Sous le regard bienveillant d’un croissant en gestation, tu foules un autre été haut en couleurs. Un été de bougainvilliers et de violettes, chaleureux et parfumé, bien perméable à la dominance de mon blues solidement enraciné tel un chêne du Haut Atlas. Constant, majestueux et tranquille.

Tu voudras pour la énième fois me faire interroger, moi, l’état d’âme qui s’amuse à altérer tes émotions.

«  D’où viens-tu.. ? »

Tu pourrais consulter le livre de Burton « L’Anatomie de la Mélancolie » où il me dissèque délicieusement mais quelque part en toi, tu es outré par l’existence d’un ouvrage pareil. Moi aussi d’ailleurs. Alors tu choisis d’accentuer le ressenti en mettant ta playlist ultra pêchue du style Anthony & the Johnsons, Lana Del Rey, Low etc. Tu t’en délectes.

Vouloir parler de moi viendrait à vouloir parler d’amour. Nous deux  partageons respectivement une contiguïté d’identification et de représentation avec l’état dépressif et le désir. La ligne de crête est fine et les subtilités restent à définir. C’est également vis-à-vis du caractère pudique qui nous a été conféré dans un certain imaginaire qu’on parle et qu’on se vit de nous-même et que toute tentative consciente d’examen verbal nous serait infâme.
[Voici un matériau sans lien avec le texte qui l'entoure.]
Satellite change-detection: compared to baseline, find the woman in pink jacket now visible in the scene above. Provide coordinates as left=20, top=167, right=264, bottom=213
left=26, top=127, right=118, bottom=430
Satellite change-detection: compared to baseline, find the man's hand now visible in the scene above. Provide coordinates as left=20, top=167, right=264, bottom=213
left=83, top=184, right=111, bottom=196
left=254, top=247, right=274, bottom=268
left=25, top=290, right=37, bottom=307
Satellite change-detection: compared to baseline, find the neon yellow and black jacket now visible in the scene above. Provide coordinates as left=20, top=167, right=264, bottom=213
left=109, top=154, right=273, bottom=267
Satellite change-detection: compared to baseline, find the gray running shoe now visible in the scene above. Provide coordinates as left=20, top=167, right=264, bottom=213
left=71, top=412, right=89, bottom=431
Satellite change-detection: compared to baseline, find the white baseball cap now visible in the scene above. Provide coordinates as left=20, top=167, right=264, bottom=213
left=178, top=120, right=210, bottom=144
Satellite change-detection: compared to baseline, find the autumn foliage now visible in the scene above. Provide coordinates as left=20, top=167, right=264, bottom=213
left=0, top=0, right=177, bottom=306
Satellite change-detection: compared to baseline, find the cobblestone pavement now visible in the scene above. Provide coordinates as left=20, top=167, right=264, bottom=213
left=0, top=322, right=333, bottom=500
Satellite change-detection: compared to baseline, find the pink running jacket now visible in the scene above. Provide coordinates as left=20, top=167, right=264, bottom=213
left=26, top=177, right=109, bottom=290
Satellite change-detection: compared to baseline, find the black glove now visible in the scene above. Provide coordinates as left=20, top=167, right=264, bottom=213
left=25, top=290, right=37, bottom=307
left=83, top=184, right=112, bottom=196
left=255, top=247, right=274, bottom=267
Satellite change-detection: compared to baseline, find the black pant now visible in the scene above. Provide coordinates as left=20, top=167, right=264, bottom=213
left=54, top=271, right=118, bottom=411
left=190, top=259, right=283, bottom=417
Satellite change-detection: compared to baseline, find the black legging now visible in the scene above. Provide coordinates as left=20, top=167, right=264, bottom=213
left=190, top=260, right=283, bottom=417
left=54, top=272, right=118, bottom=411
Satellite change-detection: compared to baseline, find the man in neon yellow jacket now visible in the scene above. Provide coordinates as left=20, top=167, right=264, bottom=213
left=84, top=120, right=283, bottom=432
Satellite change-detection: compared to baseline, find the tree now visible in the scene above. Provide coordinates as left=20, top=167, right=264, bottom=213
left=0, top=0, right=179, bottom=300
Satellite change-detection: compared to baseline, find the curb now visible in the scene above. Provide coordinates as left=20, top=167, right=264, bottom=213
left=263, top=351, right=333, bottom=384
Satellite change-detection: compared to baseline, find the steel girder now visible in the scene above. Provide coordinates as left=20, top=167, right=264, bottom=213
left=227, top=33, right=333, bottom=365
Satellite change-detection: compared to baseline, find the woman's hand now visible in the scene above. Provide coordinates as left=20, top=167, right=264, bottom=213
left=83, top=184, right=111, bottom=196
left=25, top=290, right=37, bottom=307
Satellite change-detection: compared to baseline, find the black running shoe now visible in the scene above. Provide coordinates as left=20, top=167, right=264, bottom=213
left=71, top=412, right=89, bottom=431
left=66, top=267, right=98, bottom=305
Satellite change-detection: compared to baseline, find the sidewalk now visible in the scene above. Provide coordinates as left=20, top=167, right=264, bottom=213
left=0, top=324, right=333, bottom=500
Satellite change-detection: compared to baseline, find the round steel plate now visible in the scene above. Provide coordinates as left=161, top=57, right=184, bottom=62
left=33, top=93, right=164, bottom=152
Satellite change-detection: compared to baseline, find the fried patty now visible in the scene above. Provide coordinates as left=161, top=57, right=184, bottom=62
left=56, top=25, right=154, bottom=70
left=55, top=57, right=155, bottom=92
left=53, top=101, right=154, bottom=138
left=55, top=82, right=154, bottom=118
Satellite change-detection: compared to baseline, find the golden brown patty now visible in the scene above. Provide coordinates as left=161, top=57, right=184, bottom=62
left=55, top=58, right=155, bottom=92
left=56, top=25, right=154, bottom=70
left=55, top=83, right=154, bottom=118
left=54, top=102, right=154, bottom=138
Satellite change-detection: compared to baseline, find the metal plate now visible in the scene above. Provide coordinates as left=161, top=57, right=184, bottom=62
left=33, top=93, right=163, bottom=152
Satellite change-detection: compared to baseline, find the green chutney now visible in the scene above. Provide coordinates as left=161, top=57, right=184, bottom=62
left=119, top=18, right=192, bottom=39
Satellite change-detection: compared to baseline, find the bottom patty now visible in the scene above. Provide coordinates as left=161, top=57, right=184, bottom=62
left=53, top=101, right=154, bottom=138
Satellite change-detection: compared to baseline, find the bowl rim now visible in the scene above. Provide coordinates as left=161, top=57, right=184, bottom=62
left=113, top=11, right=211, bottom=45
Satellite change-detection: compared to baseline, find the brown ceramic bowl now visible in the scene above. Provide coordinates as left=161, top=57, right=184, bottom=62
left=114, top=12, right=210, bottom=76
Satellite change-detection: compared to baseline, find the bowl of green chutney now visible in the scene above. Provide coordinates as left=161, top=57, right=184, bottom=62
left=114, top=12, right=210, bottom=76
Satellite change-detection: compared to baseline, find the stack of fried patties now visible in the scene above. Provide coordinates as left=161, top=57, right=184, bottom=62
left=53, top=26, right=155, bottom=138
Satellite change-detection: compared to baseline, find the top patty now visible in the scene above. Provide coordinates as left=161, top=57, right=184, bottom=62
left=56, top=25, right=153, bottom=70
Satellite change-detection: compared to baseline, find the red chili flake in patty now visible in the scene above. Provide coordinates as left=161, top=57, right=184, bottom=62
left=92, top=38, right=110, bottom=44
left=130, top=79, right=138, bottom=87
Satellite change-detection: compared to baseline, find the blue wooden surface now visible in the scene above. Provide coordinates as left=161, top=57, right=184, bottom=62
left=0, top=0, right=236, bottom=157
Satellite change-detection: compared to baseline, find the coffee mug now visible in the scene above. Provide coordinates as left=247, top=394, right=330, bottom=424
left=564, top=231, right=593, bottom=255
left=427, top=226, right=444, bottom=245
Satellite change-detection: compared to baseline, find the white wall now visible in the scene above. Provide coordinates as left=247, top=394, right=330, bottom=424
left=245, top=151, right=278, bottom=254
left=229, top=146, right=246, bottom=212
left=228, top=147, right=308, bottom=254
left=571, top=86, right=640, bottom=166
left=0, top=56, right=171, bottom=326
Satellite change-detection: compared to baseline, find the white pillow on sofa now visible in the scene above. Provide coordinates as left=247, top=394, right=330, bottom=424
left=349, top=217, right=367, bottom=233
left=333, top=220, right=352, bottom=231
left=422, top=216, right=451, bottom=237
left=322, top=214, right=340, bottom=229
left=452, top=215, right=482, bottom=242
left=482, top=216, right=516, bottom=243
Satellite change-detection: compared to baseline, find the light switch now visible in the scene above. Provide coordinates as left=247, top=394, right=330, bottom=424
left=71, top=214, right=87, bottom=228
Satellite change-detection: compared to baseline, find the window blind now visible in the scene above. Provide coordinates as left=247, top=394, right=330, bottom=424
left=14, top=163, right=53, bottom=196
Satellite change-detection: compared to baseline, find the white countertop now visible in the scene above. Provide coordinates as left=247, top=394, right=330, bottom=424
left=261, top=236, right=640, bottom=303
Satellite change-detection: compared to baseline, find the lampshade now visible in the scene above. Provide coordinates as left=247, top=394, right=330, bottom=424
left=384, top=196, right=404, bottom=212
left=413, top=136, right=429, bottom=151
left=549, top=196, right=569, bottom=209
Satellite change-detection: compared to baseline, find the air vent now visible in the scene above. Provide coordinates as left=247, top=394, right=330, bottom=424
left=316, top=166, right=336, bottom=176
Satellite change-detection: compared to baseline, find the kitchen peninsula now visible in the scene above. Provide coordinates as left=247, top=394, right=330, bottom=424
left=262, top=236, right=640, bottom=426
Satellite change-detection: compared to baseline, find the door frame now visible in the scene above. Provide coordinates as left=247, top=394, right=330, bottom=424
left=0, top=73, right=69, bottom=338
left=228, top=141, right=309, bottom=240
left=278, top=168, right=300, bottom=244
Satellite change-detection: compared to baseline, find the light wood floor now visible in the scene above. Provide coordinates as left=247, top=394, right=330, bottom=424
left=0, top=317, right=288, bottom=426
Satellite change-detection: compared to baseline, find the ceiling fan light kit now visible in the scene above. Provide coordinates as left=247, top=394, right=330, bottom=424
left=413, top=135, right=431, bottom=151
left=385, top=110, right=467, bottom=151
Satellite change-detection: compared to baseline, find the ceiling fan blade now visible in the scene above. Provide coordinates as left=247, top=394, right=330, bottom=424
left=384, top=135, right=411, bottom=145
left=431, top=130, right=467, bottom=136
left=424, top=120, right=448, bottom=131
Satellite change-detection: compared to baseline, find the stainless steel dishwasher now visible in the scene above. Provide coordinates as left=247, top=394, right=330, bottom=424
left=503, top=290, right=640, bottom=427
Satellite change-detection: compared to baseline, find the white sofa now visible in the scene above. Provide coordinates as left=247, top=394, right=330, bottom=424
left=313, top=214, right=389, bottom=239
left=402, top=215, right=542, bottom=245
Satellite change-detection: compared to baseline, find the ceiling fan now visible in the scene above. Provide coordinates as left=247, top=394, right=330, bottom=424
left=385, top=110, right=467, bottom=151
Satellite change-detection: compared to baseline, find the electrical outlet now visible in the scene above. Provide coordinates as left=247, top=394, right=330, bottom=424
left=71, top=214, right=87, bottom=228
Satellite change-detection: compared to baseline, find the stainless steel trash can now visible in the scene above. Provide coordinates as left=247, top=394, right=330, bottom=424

Cioran disait que dans un monde sans mélancolie, les rossignols se mettraient à roter. Tel un adoucissant, un catalyseur, l’atrabile en moi teinte et fait belle tache. Sans ma présence, on n’aurait jamais connu Les Fleurs du mal, les fameuses Madeleines de Georges de la Tour, La Sérénade pour cordes de Tchaikovsky, le Blue Velvet de Lynch et j’en passe. Et même si je ne suis peut-être pas l’essence de la création selon ce génie du cinéma, je reste à jamais nécessaire à la compréhension et à l’absorption de ce qui vous entoure et de ce que vous ressentez. Je parle des yeux et transpire du cœur, contamine les pensées et timbre l’esprit. Non, je ne fais pas nécessairement barrage à la joie de vivre, car dans une logique mélancolique pure, il est certes contraignant d’être en vie, mais gratifiant à différents degrés de l’être.